For the past three years, Inforcer has focused on what security teams often call "left of boom" work: preventative controls designed to reduce the likelihood and impact of attacks before they happen. The new release moves the business into "right of boom" operations, covering detection, incident management and response after a threat has emerged.
Inforcer sells multi-tenant Microsoft 365 management software to MSPs. Its platform is already used by more than 1,200 partners across North America, Europe, the Middle East, Africa and Asia-Pacific. The company argues that many providers have built fragmented security stacks that separate prevention, visibility and response, creating operational gaps.
Microsoft focus
At the centre of the new product is monitoring across Microsoft 365 services. Inforcer says the system collects telemetry from Entra, Defender, Purview, Teams and SharePoint, alongside wider Microsoft 365 activity, to give MSPs a broader view of events inside customer environments.
That wider scope matters because many detection tools focus mainly on identity signals, leaving service providers to piece together alerts and context from several products. Inforcer says its approach is intended to give operators a fuller picture of user actions and security events while reducing false positives.
The broader pitch reflects a shift in the MSP market, where providers are under pressure to show customers not only that they have preventative controls in place, but also that they can identify and contain breaches quickly when they occur. Remote working and wider use of artificial intelligence have added to that pressure by increasing the number of possible attack paths and reducing the cost and speed of launching attacks.
Single workflow
By combining preventative management with detection and response, Inforcer is positioning itself as a single operational layer for MSP teams managing multiple Microsoft 365 tenants. The company says this could help partners consolidate workflows instead of adding more specialist security products.

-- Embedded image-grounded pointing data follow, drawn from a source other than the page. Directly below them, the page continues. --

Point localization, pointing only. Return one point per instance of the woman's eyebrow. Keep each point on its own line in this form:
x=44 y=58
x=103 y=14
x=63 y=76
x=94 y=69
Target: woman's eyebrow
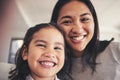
x=59 y=43
x=65 y=17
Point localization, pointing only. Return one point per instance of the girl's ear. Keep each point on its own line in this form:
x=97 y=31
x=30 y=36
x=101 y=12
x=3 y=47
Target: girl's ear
x=25 y=53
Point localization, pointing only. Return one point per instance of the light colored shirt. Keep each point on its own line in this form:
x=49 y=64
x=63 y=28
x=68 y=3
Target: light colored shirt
x=108 y=69
x=30 y=78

That strategy also reflects the economics of the MSP sector. Service providers often need to prove the value of ongoing security work to retain clients and protect recurring revenue. Visible threat monitoring and response can also be easier for customers to understand than preventative configuration work alone.
Inforcer was founded to help MSPs standardise Microsoft 365 policies across customer tenants, automate configuration and monitor compliance. The tools are designed to reduce reliance on manual scripting and flag policy drift that can increase risk over time.
The company has expanded quickly since launching in 2023, adding offices in the United States, Australia, the Netherlands and Denmark alongside its Richmond headquarters in London. It also says more than 100 MSPs are adopting the platform each month.
Jamie Daum, Chief Executive Officer at Inforcer, outlined the company's ambition for the platform in comments accompanying the launch.
"At Inforcer, we're building the complete security platform MSPs can use for the long term," said Jamie Daum, Chief Executive Officer at Inforcer. "We're consistently innovating and expanding, so MSPs can innovate and expand alongside us. With Threat Detection and Response, Inforcer is now the single, centralised platform for multi-tenant Microsoft 365 management across the entire security lifecycle, both left of boom and right of boom."